B. UNE RÉVOLUTION ÉCOLOGIQUE ?
Les travaux du Grenelle ont conduit M. Jean-Louis Borloo à estimer que « la mutation à opérer est tellement vaste et touche simultanément un si grand nombre de sujets de société qu'elle ne peut s'opérer que par la mise en mouvement de tous les acteurs ». Les conclusions du Grenelle visent donc à une transformation en profondeur de la société française .
Les travaux du Grenelle de l'environnement s'analysent en trois axes :
- la prise de conscience de l'urgence de la problématique environnementale ;
- l'accord sur plus de deux cent cinquante engagements entre les différentes parties au Grenelle ;
- la mise en avant d'une « croissance verte » , aux impacts très importants.
1. Une prise de conscience de l'enjeu environnemental
Dans la ligne du Pacte écologique de Nicolas Hulot, le Grenelle de l'environnement repose sur la prise de conscience de l'urgence à traiter les problèmes environnementaux . Comme l'a souligné le Président de la République à l'occasion de la restitution des conclusions du Grenelle le 25 octobre 2007, ce dernier « restera comme un moment important dans la prise de conscience par notre société qu'elle ne peut plus vivre dans le gaspillage, qu'elle ne peut plus négliger les conséquences sur l'avenir de la planète de sa façon de vivre, de produire et de consommer ».
Les différentes parties ont ainsi été unanimes à reconnaître à la fois l'importance des conséquences de la dégradation de l'état de la planète et l'urgence de la situation.
D'une part, un consensus s'est construit autour du constat des conséquences néfastes de la dégradation de la planète et du changement climatique sur le potentiel de croissance des différents pays, et plus encore des pays les moins développés. A ce titre, les travaux du Grenelle de l'environnement se situent dans la lignée du rapport d'octobre 2006 de l'économiste britannique M. Nicholas Stern sur le changement climatique : il avait en effet souligné que si aucune mesure n'était prise pour enrayer le changement climatique, ce dernier pourrait avoir un impact économique comparable à celui des guerres mondiales ou de la crise économique de 1929.

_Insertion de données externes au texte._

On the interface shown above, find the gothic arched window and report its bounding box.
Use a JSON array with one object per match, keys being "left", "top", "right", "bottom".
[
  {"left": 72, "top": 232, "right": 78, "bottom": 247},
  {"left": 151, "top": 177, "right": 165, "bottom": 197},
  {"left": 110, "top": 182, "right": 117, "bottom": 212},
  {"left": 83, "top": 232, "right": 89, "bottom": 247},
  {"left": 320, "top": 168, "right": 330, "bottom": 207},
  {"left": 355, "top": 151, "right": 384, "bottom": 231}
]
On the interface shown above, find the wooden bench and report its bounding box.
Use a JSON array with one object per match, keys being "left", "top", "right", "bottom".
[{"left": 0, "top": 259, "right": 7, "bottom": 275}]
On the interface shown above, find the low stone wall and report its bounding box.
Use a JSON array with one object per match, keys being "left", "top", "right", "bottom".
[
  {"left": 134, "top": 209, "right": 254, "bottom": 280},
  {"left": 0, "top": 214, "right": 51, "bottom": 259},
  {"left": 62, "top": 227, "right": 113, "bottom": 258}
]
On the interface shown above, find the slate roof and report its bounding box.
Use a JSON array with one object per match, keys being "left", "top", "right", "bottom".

D'autre part, toutes les parties ont montré leur conscience de l'urgence de la situation . Agir vite est en effet devenu impératif : quelques années de dégradation non maîtrisée auraient un effet exponentiel en matière de dommages induits.
M. Rajendra Pachauri, président du Groupe international d'experts sur le climat (GIEC), souligne ainsi qu'en matière de réchauffement climatique, il ne reste que 7 ans pour inverser la courbe d'évolution des températures , c'est-à-dire pour contenir la hausse des températures en deçà de 2 degrés, ligne à ne pas franchir pour ne pas mettre gravement en danger la planète. Dans un autre domaine, il apparaît que si rien n'est fait pour corriger la tendance actuelle, plus de 10 % des espaces naturels seront détruits au niveau mondial d'ici 2050, du fait de l'urbanisation ou de la conversion en terres agricoles 4 ( * ) . Par ailleurs, un oiseau sur huit, un amphibien sur trois est menacé d'extinction : M. Hubert Reeves parle ainsi du risque d'une sixième grande extinction d'espèces .
En outre, cette prise de conscience de l'urgence écologique est renforcée par le constat de l'épuisement des ressources : la population planétaire augmente et le niveau de vie moyen s'élève partout, tandis que les ressources longtemps considérées comme abondantes et pérennes deviennent plus rares et incertaines (énergies fossiles, eau potable, terres fertiles).
* 4 Cette prévision apparaît dans le rapport de M. Pava Sukhdev, sur l'économie des écosystèmes et de la biodiversité, missionné par le commissaire à l'environnement de la Commission européenne Stavros Dimas, et par le ministre de l'environnement allemand Sigmar Gabriel à la suite d'une rencontre des ministres de l'environnement du G8+5 à Potsdam en mai 2007.